When Mrs. Greenwald was asked about Josh Piecyk, a junior at Byram Hills High School, she responded, “he has such an insightful way of looking at the world and clearly is able to see the humor in most life situations. That’s a real gift that will take him far.” Josh’s Science Research topic doesn’t look at this world however. The official name of Josh’s topic is, “Changes in albedo of recurring slope lineae over time on the Martian surface.” In layman terms, he is studying flowing water on Mars.

Specifically, Josh looks at images of reflecting light on Mars’s surface to indicate that running water is there. But as everything else in science, it’s more complicated than that. Examining and interpreting the data given by a software is complex; it required Josh to demonstrate an abundance of patience to learn and understand his topic in order to be proficient in it. The fruits of his labor became evident, Mrs. Greenwald told it as such, “When he showed me the first crystal clear images of Mars that he was using for his research, Josh and I sat there in silence for a moment staring at the screen in awe of what we were viewing.” Josh is hoping to find out how the rivers formed and where the water is coming from. This research is important because according to Josh he is studying “a specific geographic feature on Mars that is the only known example of flowing water outside of Earth”

As a sophomore, Josh struggled to find a topic. He looked into many varying fields of study such as astrophysics, electronics, arduino, and hyperspectral imaging. He also tried to focus his topic around a mentor, rather than finding a topic and then a mentor that matches that specific topic. Fortunately, he acquired his top choice for a mentor, Dr. Lujendra Ojha. Dr. Ojha works in the Applied Physics Laboratory at Johns Hopkins, and he recently acquired his PhD. Josh describes him as young and down-to-earth, which makes him an excellent mentor.

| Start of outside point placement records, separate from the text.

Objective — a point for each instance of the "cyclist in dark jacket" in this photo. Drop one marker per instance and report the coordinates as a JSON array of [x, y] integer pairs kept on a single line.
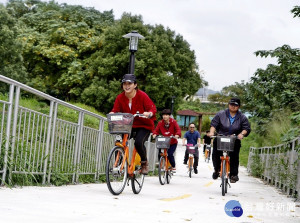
[[228, 122]]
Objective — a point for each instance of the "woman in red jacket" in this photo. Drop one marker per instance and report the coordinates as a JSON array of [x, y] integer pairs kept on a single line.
[[133, 100], [169, 127]]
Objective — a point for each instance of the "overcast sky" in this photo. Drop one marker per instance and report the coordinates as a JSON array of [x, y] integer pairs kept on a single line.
[[223, 33]]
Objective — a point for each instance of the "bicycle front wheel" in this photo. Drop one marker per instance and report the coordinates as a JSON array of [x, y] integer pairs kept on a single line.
[[224, 183], [116, 171], [162, 170], [137, 181]]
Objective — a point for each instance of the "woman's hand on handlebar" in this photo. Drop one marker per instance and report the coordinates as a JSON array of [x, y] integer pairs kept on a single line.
[[148, 114]]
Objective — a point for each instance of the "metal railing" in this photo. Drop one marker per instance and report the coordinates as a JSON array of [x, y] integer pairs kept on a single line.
[[278, 165], [45, 144]]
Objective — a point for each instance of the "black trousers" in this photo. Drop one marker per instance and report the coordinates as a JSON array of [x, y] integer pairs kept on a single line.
[[140, 135], [234, 158]]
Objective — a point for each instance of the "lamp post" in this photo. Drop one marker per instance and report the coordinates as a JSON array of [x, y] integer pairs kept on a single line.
[[172, 102], [134, 37]]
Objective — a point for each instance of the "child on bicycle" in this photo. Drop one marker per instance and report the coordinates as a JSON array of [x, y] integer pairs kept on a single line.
[[133, 100], [169, 127], [192, 136]]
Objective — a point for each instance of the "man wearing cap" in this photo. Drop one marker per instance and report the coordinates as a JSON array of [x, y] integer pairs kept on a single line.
[[169, 127], [133, 100], [228, 122]]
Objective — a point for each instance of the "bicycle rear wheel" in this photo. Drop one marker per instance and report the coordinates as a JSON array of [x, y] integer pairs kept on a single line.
[[162, 173], [137, 181], [223, 177], [116, 172]]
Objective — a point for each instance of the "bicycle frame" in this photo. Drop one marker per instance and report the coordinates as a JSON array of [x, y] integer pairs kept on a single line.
[[131, 167], [227, 162]]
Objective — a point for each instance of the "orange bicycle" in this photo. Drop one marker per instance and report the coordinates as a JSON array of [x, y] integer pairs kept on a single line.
[[192, 150], [119, 170], [164, 172], [225, 144]]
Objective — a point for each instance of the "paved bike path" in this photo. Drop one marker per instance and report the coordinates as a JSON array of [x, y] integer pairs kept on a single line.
[[196, 199]]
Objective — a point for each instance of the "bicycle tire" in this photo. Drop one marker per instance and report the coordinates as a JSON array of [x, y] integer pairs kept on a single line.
[[223, 177], [137, 181], [116, 177], [162, 170]]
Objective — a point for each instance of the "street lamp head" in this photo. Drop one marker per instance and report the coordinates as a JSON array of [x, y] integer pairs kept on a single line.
[[134, 37]]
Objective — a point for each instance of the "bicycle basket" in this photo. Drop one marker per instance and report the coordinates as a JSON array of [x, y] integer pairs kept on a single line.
[[225, 143], [162, 142], [120, 123], [192, 149]]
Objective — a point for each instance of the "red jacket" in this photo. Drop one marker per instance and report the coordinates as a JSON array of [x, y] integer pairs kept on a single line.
[[173, 129], [141, 103]]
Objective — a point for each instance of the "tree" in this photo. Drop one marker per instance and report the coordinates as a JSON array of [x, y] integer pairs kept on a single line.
[[76, 53], [11, 50]]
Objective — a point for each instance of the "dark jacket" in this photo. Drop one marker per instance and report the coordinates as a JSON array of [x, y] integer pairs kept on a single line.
[[222, 124]]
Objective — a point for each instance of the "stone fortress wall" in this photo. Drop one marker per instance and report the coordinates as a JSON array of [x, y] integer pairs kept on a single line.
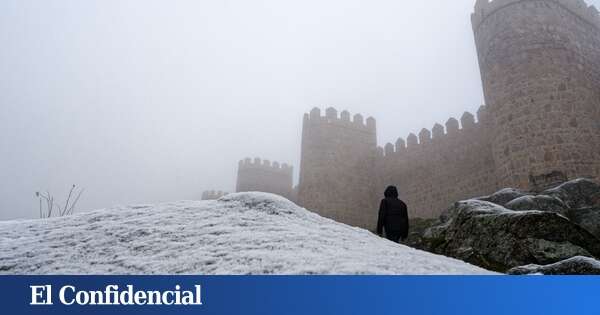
[[337, 165], [262, 175], [540, 68], [213, 194]]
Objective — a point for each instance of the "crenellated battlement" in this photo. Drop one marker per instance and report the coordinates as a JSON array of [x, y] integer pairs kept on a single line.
[[267, 165], [343, 119], [485, 8], [213, 194], [434, 136]]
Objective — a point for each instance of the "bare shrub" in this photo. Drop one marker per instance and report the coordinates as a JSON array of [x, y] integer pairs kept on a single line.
[[49, 207]]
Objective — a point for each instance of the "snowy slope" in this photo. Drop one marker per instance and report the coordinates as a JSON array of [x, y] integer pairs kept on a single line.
[[247, 233]]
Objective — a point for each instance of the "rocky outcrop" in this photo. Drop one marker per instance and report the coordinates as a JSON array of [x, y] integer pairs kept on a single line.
[[522, 232], [588, 218], [496, 238], [539, 202], [503, 196], [579, 193], [573, 266]]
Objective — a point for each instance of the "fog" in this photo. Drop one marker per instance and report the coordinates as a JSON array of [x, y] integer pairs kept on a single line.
[[147, 101]]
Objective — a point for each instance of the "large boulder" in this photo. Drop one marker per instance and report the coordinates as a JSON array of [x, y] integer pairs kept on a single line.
[[539, 202], [573, 266], [587, 218], [496, 238], [504, 196], [579, 193]]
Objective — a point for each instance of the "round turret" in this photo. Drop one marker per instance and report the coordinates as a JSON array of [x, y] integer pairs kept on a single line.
[[540, 69]]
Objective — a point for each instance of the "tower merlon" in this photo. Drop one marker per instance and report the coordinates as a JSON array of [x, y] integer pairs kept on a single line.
[[389, 149], [438, 131], [452, 126], [331, 117], [467, 120], [400, 145], [485, 8], [424, 136]]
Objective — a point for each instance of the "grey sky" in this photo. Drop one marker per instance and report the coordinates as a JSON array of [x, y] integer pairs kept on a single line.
[[145, 101]]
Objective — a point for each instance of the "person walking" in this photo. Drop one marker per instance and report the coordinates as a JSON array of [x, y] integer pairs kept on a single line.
[[393, 216]]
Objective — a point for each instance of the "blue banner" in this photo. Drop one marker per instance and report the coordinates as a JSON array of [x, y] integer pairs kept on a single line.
[[299, 295]]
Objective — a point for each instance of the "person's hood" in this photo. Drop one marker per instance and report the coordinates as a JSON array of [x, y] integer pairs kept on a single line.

The Science Research program has greatly helped Josh grow as a student. Mrs. Greenwald even said jokingly, “Physically, he has probably grown more than any science research student in the program. He is very, very tall. At least compared to me. Josh has also made tremendous leaps as a student.” Josh knew his weaknesses going into the program, namely his disorganization and susceptibility to distractions. Mrs. Greenwald had many kind words about his progress, saying how he, “quickly identifies where he is faltering and is independently capable of developing thorough plans to keep him on track. We are both very proud of the progression he has made. I was not certain that he would be highly successful when I observed him struggling to meet deadlines as a sophomore. Now he is on schedule and will clearly be one of big success stories next year as a senior.” Josh is also grateful for the leaps he has made as a student, citing how, “It forced me to become organized and it really helped me with making calendars and spacing out my work. Also, it taught me to back up all of my work in multiple ways.”

As a reward for his growth and progress, Josh is part of the Fab 5 committee. This is a student driven committee of five science research students, who organize and relegate students to make the Science Research Symposium run smoothly. He also participates in the second grade club, which teaches science lessons to second graders and then middle schoolers, as well as the Science Olympiad team, which allows students to compete against each other and test their skills in science.

Right now, Josh is looking forward to the Regeneron Science Talent Search competition next Fall, hoping to earn the title of a semifinalist. Mrs. Greenwald has high hopes for Josh. She says, “Josh is becoming a real leader in our program. He is reaching out to younger students who may be faltering and sharing his experience with them. That ability to keep our program growing is so vital and I am proud of what he is doing.”